All week, I’ve been thinking about the statement from the complainers at the beginning of this text.
“This fellow welcomes sinners and eats with them!!”
How can we live our lives so we take this phrase and turn it from a complaint to a celebration?
Maybe our church signs should read “This congregation welcomes sinners and eats with them!”
Maybe we should make t-shirts.
But I think we’d need some way to make clear we know we are among the ‘sinners’ in question.
Maybe it should say “Jesus welcomes sinners and eats with us!”
And “There’s room for you too.”
Friends, we who were once lost have been found. There is joy in the presence of the angels of God because of that truth. Let us live our lives in gratitude because of that great news! Amen.
Scripture
Luke 15:1-10
Now all the tax-collectors and sinners were coming near to listen to him. And the Pharisees and the scribes were grumbling and saying, ‘This fellow welcomes sinners and eats with them.’
So he told them this parable: ‘Which one of you, having a hundred sheep and losing one of them, does not leave the ninety-nine in the wilderness and go after the one that is lost until he finds it? When he has found it, he lays it on his shoulders and rejoices.

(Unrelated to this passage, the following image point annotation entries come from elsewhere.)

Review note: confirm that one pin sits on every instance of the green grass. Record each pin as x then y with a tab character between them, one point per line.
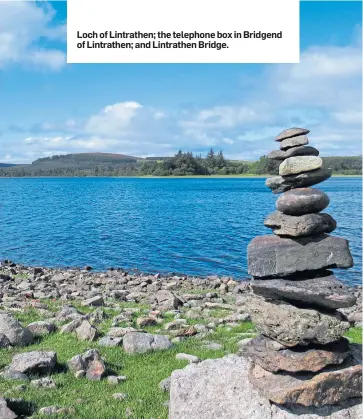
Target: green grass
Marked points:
93	400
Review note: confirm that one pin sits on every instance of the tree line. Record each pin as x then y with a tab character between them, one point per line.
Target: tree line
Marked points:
182	164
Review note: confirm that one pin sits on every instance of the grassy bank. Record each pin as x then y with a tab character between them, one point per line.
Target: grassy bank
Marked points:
94	399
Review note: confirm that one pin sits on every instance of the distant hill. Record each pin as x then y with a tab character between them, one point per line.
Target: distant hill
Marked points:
183	163
7	165
92	158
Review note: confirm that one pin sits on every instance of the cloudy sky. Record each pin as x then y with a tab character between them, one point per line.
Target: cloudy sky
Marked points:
48	107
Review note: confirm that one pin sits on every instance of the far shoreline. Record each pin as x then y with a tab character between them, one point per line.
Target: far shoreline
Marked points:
163	177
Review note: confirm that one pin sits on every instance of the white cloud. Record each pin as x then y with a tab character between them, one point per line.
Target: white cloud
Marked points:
323	93
22	25
113	119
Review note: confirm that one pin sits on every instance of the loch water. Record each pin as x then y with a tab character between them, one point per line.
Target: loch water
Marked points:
193	226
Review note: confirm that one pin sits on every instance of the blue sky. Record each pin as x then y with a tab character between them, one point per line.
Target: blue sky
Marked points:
48	107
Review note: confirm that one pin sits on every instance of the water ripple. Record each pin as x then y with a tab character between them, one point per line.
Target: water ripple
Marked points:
192	226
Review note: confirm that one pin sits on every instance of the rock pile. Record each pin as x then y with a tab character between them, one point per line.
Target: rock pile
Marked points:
300	358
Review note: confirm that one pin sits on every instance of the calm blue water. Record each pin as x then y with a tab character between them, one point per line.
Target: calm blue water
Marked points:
192	226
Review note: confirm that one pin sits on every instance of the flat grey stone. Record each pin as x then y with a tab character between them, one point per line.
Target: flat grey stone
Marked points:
94	301
34	362
302	201
299	226
323	291
275	357
299	164
9	374
110	341
293	152
292	132
294	142
136	342
325	388
85	331
279	256
280	184
292	326
41	328
14	331
220	388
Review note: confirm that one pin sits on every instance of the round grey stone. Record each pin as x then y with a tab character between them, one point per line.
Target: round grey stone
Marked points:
299	164
302	201
299	226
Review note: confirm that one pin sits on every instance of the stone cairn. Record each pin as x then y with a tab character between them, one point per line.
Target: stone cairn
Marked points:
300	357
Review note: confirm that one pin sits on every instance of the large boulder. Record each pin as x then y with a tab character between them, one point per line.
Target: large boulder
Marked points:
136	342
220	388
324	291
293	326
327	387
274	256
166	300
294	142
299	226
299	164
37	362
14	331
302	201
280	184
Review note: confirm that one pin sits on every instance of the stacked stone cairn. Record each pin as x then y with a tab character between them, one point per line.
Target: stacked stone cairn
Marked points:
300	357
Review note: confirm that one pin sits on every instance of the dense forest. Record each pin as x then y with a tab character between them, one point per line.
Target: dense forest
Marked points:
182	164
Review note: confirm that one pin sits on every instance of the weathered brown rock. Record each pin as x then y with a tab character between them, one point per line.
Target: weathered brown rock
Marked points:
302	201
292	326
275	357
280	184
279	256
299	226
293	152
294	142
220	389
96	370
291	132
329	387
315	290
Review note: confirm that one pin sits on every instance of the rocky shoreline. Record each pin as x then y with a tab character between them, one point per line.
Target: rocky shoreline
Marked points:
20	284
149	313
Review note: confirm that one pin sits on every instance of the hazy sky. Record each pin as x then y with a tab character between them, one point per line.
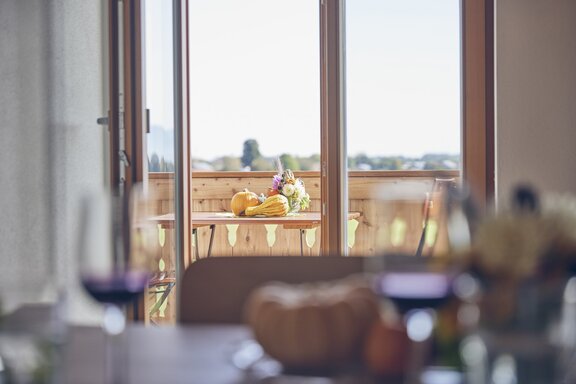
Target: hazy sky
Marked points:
254	67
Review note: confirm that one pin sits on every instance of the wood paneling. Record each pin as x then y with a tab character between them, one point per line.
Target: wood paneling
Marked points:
381	197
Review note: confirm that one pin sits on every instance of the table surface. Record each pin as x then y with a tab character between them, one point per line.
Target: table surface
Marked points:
202	219
181	354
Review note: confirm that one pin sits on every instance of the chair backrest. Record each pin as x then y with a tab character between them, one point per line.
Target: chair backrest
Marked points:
214	290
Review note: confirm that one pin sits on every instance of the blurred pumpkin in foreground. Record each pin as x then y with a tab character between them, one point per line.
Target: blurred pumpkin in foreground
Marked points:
312	325
242	200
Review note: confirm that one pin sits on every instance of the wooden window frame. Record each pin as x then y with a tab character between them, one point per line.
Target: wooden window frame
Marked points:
477	143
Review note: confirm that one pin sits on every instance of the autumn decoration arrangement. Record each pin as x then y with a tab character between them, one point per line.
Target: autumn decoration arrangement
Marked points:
287	195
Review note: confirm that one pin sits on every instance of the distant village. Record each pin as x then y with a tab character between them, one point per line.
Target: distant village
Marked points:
253	160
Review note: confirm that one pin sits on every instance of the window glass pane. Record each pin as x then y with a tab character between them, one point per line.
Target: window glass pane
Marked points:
160	300
254	84
403	111
403	84
159	85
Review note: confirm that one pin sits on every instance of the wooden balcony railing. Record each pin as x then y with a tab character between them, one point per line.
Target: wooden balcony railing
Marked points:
395	223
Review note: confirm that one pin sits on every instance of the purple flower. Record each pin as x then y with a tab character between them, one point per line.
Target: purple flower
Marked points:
276	181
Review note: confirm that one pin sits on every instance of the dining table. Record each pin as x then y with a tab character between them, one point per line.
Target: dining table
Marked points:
191	354
212	353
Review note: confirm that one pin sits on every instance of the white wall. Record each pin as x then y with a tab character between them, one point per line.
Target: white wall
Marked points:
536	94
51	150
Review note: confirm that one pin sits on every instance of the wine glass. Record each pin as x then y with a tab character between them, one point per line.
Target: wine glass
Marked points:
115	238
418	278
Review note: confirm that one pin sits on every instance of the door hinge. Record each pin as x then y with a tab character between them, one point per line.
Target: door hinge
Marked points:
102	120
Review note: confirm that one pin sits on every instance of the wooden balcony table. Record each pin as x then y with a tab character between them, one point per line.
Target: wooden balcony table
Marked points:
301	221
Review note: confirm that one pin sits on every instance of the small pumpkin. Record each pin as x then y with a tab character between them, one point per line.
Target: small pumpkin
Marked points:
242	200
276	205
312	325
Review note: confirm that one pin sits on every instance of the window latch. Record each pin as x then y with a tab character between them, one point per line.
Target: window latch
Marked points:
124	158
102	120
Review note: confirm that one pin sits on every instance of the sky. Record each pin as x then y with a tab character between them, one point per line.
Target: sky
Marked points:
254	74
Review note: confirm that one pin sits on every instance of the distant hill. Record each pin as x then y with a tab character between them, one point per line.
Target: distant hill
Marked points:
161	142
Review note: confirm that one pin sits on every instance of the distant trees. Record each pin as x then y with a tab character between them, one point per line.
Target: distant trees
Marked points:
250	153
253	160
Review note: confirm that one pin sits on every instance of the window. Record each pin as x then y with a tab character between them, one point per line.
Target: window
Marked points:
254	85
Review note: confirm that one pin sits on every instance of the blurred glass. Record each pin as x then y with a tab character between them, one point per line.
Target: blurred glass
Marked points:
116	247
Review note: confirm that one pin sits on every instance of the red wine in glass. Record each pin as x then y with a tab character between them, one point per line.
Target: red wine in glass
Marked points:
414	290
118	288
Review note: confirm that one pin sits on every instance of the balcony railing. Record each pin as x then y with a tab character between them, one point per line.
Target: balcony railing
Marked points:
388	221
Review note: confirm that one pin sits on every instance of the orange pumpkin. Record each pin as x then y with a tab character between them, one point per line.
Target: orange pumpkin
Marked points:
312	325
242	200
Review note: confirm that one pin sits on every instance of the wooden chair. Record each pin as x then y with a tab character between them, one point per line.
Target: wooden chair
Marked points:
214	290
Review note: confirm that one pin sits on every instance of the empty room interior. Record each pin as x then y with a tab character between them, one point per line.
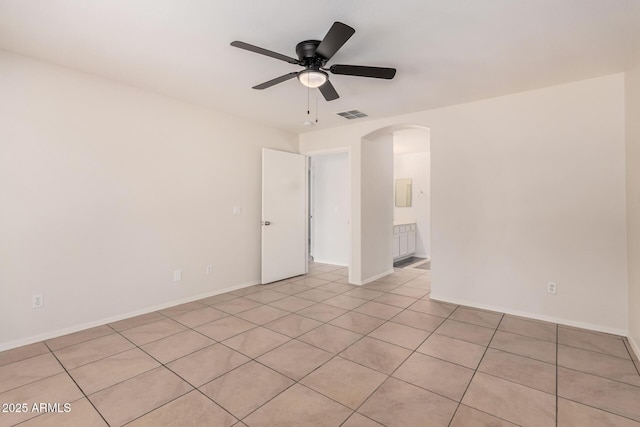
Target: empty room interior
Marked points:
362	213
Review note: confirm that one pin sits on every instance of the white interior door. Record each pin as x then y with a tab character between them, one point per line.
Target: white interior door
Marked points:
284	215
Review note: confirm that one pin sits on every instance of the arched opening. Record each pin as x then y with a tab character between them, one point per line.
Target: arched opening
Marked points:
376	210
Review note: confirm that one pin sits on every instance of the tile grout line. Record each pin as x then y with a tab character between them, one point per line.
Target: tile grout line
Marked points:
476	369
170	370
557	351
77	385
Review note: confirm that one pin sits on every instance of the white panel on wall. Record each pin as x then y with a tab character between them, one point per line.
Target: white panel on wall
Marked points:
632	97
330	208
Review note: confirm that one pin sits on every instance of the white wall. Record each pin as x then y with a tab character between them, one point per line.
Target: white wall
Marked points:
526	188
376	221
106	189
330	204
417	167
632	92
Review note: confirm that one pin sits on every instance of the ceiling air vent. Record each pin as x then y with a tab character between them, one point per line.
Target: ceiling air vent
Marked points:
352	114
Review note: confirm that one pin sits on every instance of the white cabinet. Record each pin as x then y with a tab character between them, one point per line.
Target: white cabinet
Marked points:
404	240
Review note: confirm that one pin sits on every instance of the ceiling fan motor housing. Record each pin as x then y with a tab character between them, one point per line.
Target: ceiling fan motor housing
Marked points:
306	51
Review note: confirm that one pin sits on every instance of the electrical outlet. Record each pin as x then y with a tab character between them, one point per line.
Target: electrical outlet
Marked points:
37	301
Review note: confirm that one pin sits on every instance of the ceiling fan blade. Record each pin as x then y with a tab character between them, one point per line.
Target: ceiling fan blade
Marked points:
328	91
276	81
261	51
363	71
337	36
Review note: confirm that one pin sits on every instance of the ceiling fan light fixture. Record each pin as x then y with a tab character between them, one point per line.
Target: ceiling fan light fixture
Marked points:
313	78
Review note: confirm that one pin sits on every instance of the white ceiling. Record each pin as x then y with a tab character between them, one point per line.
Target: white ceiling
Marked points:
446	52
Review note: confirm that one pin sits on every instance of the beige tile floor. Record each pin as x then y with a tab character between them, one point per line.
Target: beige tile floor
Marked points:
316	351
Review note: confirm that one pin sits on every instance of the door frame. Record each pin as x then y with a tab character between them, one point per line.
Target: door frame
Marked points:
310	202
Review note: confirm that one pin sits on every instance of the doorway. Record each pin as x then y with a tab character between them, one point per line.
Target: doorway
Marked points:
329	208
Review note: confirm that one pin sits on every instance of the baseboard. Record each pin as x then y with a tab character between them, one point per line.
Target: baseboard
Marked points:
634	346
373	278
326	261
558	320
60	332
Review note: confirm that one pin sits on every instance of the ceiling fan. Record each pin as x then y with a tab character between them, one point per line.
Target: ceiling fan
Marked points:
313	55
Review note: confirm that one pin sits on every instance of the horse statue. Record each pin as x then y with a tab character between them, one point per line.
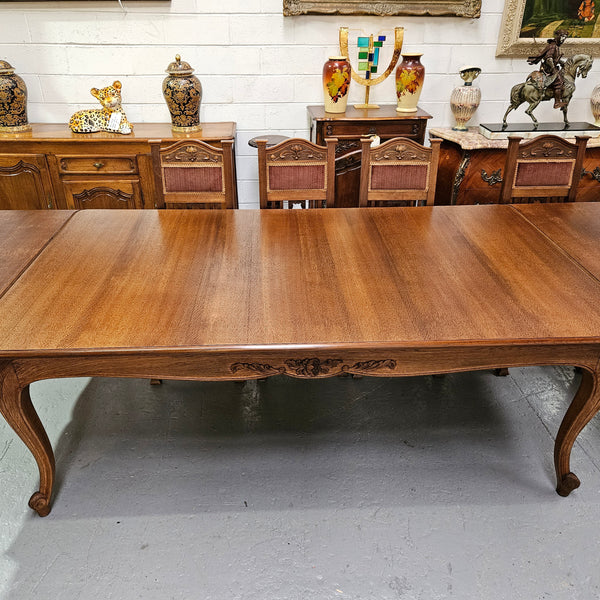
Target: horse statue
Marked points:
534	91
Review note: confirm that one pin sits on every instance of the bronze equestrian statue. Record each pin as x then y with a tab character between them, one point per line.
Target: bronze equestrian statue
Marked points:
555	79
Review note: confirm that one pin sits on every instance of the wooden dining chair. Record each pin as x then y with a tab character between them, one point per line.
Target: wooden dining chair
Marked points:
399	172
296	174
546	168
193	174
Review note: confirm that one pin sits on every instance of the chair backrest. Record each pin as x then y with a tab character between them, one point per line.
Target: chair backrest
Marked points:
546	168
296	172
193	174
399	172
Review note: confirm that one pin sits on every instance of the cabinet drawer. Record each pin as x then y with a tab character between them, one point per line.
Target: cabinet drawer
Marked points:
86	165
410	129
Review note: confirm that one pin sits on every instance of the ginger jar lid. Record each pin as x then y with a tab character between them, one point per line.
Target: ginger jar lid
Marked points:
5	68
179	67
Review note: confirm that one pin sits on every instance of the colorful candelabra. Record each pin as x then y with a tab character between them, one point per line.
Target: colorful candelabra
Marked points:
369	49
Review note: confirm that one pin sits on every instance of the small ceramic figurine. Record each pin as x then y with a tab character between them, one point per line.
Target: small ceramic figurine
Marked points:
108	118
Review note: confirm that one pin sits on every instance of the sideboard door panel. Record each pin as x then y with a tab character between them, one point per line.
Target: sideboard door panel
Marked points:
100	194
25	182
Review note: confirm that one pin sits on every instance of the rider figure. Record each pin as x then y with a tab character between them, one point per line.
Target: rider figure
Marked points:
551	66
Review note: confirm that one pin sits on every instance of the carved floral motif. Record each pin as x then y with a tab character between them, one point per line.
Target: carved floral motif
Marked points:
190	153
314	367
298	152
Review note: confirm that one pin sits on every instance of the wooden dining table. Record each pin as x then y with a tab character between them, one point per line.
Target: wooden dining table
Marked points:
243	294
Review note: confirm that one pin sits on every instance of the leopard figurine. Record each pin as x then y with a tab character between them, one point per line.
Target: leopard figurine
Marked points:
108	118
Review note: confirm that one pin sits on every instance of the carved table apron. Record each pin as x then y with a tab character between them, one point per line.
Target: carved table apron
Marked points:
248	294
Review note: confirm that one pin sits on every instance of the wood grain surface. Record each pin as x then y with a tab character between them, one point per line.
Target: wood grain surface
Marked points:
377	277
307	293
23	234
574	226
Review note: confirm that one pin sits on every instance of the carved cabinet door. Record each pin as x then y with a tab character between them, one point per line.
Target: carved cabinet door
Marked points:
25	182
103	194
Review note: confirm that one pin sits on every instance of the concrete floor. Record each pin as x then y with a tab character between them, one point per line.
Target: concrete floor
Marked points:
421	488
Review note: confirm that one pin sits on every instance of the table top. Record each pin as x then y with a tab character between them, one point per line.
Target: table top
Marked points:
574	226
375	278
23	234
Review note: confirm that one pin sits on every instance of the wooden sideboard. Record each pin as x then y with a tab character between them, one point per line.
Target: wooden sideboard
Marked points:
471	166
51	167
349	127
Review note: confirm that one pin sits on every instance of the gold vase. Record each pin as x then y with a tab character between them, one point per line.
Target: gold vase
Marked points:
410	75
13	101
336	84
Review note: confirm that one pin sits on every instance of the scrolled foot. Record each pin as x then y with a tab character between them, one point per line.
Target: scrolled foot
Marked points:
567	484
40	504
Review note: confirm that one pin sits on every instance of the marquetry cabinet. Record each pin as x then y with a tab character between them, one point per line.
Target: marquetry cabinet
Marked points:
349	128
471	168
52	167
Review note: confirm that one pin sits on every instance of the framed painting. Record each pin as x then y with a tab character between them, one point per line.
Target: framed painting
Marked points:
528	24
385	8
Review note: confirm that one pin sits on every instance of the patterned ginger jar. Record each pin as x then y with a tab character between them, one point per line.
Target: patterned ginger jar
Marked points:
595	104
410	74
183	93
336	83
13	101
465	99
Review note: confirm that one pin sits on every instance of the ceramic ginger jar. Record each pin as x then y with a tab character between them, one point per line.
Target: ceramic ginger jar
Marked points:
595	104
13	101
183	94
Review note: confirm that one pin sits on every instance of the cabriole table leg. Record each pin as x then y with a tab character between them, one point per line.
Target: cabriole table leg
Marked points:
583	407
17	409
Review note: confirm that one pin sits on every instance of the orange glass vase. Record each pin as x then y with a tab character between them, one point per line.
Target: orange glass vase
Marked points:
336	84
410	75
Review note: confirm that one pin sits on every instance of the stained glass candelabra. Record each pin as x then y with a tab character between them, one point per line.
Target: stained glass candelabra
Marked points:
369	49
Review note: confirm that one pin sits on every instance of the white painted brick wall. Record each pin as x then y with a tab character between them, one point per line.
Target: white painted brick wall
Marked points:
257	68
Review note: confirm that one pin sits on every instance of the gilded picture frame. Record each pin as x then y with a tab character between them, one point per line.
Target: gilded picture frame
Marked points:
528	24
383	8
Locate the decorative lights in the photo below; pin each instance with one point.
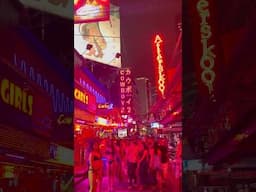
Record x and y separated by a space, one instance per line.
207 59
161 81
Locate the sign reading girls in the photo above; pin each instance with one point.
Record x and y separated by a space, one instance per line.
160 69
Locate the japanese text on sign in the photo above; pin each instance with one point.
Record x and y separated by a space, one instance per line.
126 91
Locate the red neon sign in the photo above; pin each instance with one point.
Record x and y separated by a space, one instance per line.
161 76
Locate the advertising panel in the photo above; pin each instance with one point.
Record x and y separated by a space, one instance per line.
126 91
63 8
91 10
34 88
205 45
100 41
160 71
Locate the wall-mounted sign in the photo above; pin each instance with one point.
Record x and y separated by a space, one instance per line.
126 91
101 121
34 85
91 10
81 96
63 8
100 41
207 58
105 106
16 96
161 76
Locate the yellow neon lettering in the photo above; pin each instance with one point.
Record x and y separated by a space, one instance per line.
159 58
4 88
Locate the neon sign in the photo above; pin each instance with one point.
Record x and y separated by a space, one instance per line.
105 106
161 71
81 96
17 97
207 59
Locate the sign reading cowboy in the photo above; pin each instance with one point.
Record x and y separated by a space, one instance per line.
63 8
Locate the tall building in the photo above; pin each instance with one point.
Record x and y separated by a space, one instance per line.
142 97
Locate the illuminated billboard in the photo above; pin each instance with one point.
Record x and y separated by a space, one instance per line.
161 76
91 10
126 91
100 41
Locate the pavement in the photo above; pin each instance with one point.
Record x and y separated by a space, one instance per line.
82 185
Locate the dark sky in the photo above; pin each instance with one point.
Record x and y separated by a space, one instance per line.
140 21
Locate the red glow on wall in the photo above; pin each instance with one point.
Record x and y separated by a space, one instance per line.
126 91
161 77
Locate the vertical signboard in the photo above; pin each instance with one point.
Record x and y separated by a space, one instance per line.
161 76
205 46
126 91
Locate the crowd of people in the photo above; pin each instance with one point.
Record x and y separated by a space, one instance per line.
33 179
141 163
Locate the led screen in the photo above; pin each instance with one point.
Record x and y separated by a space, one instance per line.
100 41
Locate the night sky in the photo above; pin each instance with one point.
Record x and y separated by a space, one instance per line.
140 21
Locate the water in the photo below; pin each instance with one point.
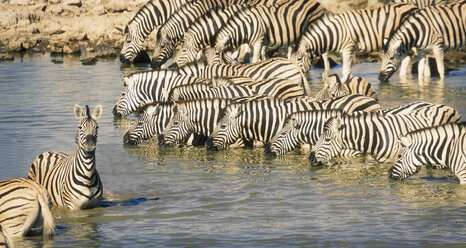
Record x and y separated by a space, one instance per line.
191 197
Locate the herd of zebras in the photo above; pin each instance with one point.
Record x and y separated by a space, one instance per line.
207 98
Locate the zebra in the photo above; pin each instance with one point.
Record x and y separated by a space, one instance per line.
270 68
362 30
149 17
437 28
5 241
148 86
199 35
441 146
170 33
423 3
260 119
152 121
375 133
197 116
305 127
24 209
354 85
72 181
275 25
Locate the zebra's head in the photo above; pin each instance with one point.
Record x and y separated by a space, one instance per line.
128 101
393 54
189 52
87 127
132 47
144 128
408 163
164 48
330 143
287 138
179 128
228 129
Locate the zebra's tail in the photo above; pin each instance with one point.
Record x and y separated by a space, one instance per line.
306 85
48 224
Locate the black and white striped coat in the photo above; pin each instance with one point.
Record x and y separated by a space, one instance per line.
436 28
441 146
149 86
346 32
355 85
24 209
72 180
305 127
149 17
260 119
375 133
274 25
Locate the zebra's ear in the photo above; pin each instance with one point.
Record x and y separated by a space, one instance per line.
405 141
78 111
97 112
127 82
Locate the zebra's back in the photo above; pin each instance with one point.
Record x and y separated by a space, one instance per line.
24 208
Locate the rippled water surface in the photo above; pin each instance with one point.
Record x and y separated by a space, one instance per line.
190 197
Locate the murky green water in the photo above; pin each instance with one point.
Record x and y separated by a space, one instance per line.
190 197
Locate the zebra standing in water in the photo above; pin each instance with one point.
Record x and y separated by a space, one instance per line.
441 146
305 127
355 85
200 33
149 86
72 180
438 28
362 30
152 120
24 209
260 119
274 25
173 30
375 133
148 18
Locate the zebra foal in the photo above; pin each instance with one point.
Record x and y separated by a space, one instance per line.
441 146
72 181
24 209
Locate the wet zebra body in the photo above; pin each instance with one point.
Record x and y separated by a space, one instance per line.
149 86
199 35
346 32
375 133
441 146
355 85
260 119
72 180
275 25
436 28
24 209
148 18
305 127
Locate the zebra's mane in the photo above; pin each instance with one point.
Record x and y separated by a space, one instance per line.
407 15
460 124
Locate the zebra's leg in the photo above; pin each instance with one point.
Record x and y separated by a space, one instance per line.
346 71
439 59
404 66
256 51
421 64
326 65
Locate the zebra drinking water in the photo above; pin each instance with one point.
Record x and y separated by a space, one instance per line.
24 209
441 146
72 180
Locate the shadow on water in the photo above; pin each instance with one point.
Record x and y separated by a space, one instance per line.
126 203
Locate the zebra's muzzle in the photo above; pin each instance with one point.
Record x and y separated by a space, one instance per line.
313 160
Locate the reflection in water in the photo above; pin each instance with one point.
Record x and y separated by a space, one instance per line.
240 197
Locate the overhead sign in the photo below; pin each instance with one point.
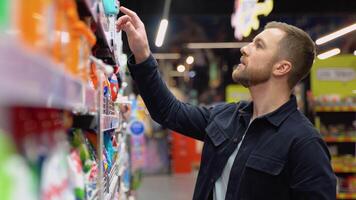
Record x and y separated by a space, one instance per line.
245 17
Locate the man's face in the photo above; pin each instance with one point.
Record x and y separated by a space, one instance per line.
258 58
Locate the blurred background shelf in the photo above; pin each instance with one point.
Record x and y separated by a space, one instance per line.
344 108
32 79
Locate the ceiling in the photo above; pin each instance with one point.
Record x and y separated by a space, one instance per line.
225 7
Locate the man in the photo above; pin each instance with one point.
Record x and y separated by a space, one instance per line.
265 149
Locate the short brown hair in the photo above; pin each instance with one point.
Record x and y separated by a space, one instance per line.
298 48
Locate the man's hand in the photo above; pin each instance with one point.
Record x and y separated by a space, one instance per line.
136 34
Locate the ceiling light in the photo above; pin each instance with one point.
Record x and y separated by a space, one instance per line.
189 60
336 34
329 53
161 32
181 68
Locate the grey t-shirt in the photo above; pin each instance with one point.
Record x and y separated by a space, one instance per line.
221 184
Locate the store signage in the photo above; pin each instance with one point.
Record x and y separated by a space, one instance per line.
245 17
336 74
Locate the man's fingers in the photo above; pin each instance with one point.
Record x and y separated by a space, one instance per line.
122 21
134 18
129 29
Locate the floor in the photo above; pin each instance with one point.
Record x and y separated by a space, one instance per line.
167 187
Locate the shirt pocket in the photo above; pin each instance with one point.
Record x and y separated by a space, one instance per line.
216 136
268 165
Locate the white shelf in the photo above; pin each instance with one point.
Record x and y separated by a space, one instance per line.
110 122
31 79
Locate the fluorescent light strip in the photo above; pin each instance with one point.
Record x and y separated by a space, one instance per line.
161 32
329 53
336 34
217 45
166 56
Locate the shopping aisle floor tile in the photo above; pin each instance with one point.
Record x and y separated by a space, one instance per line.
167 187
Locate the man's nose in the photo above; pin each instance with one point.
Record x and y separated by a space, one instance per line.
243 50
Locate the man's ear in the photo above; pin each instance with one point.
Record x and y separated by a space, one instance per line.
282 68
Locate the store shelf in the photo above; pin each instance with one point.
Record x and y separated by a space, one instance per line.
31 79
344 169
346 196
340 139
110 122
88 8
345 108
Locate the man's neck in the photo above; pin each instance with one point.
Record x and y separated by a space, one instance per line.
267 98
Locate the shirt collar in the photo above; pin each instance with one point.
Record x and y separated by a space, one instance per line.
276 117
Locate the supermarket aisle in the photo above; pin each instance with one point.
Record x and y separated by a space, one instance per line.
167 187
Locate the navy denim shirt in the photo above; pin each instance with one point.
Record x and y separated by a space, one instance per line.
282 156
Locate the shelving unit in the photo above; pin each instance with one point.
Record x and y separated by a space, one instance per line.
335 117
54 114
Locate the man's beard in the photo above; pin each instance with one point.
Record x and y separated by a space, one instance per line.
249 77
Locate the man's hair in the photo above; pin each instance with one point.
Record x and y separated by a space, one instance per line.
298 48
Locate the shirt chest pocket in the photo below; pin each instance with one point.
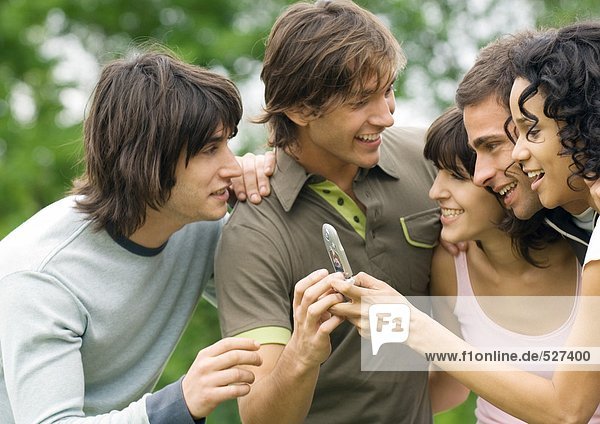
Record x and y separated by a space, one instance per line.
421 232
421 229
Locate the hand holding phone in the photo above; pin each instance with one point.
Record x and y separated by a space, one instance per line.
336 252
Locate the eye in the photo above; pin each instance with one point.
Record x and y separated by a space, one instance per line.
533 134
457 176
210 149
390 90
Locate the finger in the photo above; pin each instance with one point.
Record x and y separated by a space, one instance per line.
318 291
270 162
237 187
367 281
346 310
230 343
221 394
250 173
262 178
317 309
331 324
351 291
233 376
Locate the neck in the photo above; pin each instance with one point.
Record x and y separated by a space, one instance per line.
497 247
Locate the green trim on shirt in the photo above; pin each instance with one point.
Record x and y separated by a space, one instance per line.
268 335
343 204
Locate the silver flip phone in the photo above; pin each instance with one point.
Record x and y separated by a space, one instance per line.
336 251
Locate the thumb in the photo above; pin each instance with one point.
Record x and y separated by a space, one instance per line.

And when he comes home, he calls together his friends and neighbors, saying to them, “Rejoice with me, for I have found my sheep that was lost.” Just so, I tell you, there will be more joy in heaven over one sinner who repents than over ninety-nine righteous people who need no repentance.
‘Or what woman having ten silver coins, if she loses one of them, does not light a lamp, sweep the house, and search carefully until she finds it? When she has found it, she calls together her friends and neighbors, saying, “Rejoice with me, for I have found the coin that I had lost.” Just so, I tell you, there is joy in the presence of the angels of God over one sinner who repents.’